Een mooi voorbeeld werd aangedragen in de vorm van een korte presentatie waardoor de leerlingen heel nieuwsgierig werden en zelf op zoek gingen naar antwoorden, ook in het boek!

We gingen ook in op de vraag of het aanbod van moderne media geschikt is voor alle leerlingen. Sommigen hebben immers veel structuur nodig (vergelijk ze maar met leerkrachten...) en anderen kun je veel vrijer laten.  Hierover verschilden de meningen: de een vond dat motivatie de belangrijkste motor is om tot leren en ontdekken te komen, de ander stelde daar tegenover dat de mate van ontwikkeling vooral bepalend is.

De rol van de leerkracht gaat wel veranderen, meer naar stimulator, bewaker en begeleider, want helemaal loslaten doe je natuurlijk niet. "Trust, but verify."  De leerkracht wordt een designer. En sommige leerkrachten zijn het al.

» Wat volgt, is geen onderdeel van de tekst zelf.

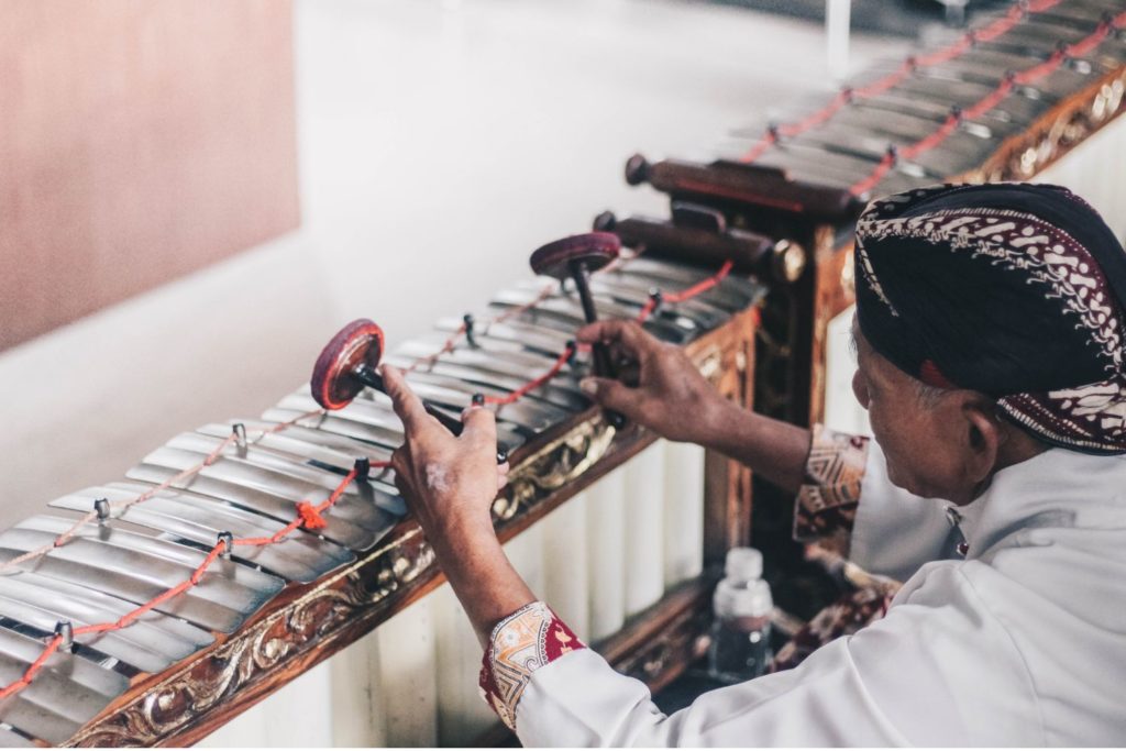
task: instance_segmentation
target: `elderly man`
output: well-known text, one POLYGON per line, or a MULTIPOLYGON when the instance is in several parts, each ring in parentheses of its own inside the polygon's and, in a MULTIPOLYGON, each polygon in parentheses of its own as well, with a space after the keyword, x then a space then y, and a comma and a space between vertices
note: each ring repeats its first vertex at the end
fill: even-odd
POLYGON ((599 402, 797 491, 798 533, 905 580, 882 620, 671 716, 506 560, 492 415, 470 411, 455 439, 387 369, 408 431, 399 482, 485 646, 486 697, 525 744, 1126 742, 1121 245, 1062 188, 945 186, 868 207, 856 278, 870 441, 740 411, 633 324, 579 334, 638 366, 632 384, 587 382, 599 402))

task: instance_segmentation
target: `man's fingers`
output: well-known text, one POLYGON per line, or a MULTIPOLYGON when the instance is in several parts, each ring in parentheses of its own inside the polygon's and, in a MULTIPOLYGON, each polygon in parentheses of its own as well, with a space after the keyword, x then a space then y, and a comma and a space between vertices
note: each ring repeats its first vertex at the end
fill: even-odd
POLYGON ((575 340, 586 345, 593 345, 597 341, 620 341, 623 347, 631 352, 650 349, 654 343, 658 343, 656 339, 645 333, 636 321, 622 319, 596 321, 579 329, 574 336, 575 340))
POLYGON ((383 366, 383 385, 391 397, 391 405, 395 414, 403 421, 403 428, 408 433, 417 430, 430 418, 422 406, 422 400, 406 385, 406 378, 390 365, 383 366))
POLYGON ((462 439, 473 444, 497 446, 497 415, 492 410, 474 406, 462 413, 462 439))

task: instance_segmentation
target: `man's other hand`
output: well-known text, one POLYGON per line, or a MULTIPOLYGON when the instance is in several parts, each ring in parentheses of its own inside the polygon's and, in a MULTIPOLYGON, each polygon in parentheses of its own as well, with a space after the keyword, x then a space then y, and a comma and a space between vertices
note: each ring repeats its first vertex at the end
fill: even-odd
POLYGON ((599 321, 579 330, 580 342, 609 347, 618 381, 583 378, 591 399, 670 440, 705 442, 726 402, 683 351, 634 321, 599 321))
POLYGON ((492 535, 490 510, 507 482, 508 464, 497 464, 497 419, 484 408, 470 408, 465 429, 453 436, 427 414, 403 374, 383 368, 383 379, 405 440, 391 456, 395 485, 430 540, 457 546, 466 534, 492 535))

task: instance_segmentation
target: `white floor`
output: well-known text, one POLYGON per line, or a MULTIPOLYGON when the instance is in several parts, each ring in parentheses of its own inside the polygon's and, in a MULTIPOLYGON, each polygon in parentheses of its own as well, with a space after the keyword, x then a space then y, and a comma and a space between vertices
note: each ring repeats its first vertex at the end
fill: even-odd
MULTIPOLYGON (((356 316, 393 342, 527 274, 627 188, 825 87, 816 25, 671 0, 297 0, 303 229, 0 355, 0 528, 253 415, 356 316)), ((900 54, 872 39, 854 62, 900 54)))

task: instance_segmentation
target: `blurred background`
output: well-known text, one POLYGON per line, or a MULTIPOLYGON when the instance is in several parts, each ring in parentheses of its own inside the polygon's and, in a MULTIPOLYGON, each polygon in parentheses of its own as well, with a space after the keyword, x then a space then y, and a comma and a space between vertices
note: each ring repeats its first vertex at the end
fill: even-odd
POLYGON ((629 154, 706 157, 950 5, 6 0, 0 527, 260 413, 352 318, 393 345, 660 213, 629 154))

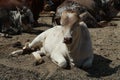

Deelnemers aan deze discussie waren:
@jvennink; @pietvsz; @henkheurter; @RJoch; @Sjaboepaan; @anthonyvdzande; @devlies; @ictvliedberg; @GUPAGEBO

Vandaag heeft Gerard een vervolg op zijn onderzoek gepubliceerd: Een nieuwe uitgever die het kind en de leraar w‚l centraal wil stellen.

2 opmerkingen:

  1. Toevallig las ik net een stukje van Jan van Miert over een onderwerp dat hier nauw bij aansluit nml de meerwaarde van digitale werkboeken. Mogelijk nuttig om hier een linkje naar te geven: http://bit.ly/sF5iWO

    BeantwoordenVerwijderen
  2. Leuk om te lezen dat jullie voor Discussie Dinsdag mijn blogpost hebben genomen als uitgangspunt. Even een reactie op wat ik hierboven lees.

    Ik lees: "De werkelijkheid is weerbarstig, want schoolboeken bieden leerlingen én leerkrachten veel structuur. Als leerkrachten die houding hebben, maken ze het zichzelf lastig om de gebaande paden te verlaten en andere middelen in te zetten."

    Klopt dat schoolboeken dit doen. Maar de digitale varianten die ik voor ogen heb, kunnen dit natuurlijk ook bieden. Sterker nog: de binding met leerlingvolgsystemen wordt er theoretisch gezien eenvoudiger op en dat biedt de leraar veel handvatten en structuur.
    Bedenk ook wat voor gebaande paden je verlaat: die van het niet in kunnen spelen op de individuele onderwijsbehoeften van leerlingen. Een pad dat ik graag verlaat.

    Ik lees ook:
    "We moeten niet alléén gebruik gaan maken van digitale media. Doseren is heel belangrijk. Er zijn immers ook leerlingen die bepaald geen affiniteit hebben met de computer."

    Alleen gebuik maken van digitale media is natuurlijk niet de bedoeling. De kracht van elk medium gebruiken is wel de bedoeling. Denk hierbij aan het verhaal van een expert, de natuurwandeling in de buurt. Maar ook augmented reality, animaties en video.

    Affiniteit hebben met de computer is niet het uitgangspunt. Wel: hoe help ik deze leerling verder. Welke middelen kan ik daarvoor inzetten. Professionaliteit van de leraar moet hier in sturend zijn.

    Verder:

    "Het is wel belangrijk dat de digitale leermiddelen interactief worden ingezet."

    Interactiviteit is niet het doel. Maar ook een middel om iets te bereiken. Namelijk de vraag: hoe laat ik dit kind het beste leren.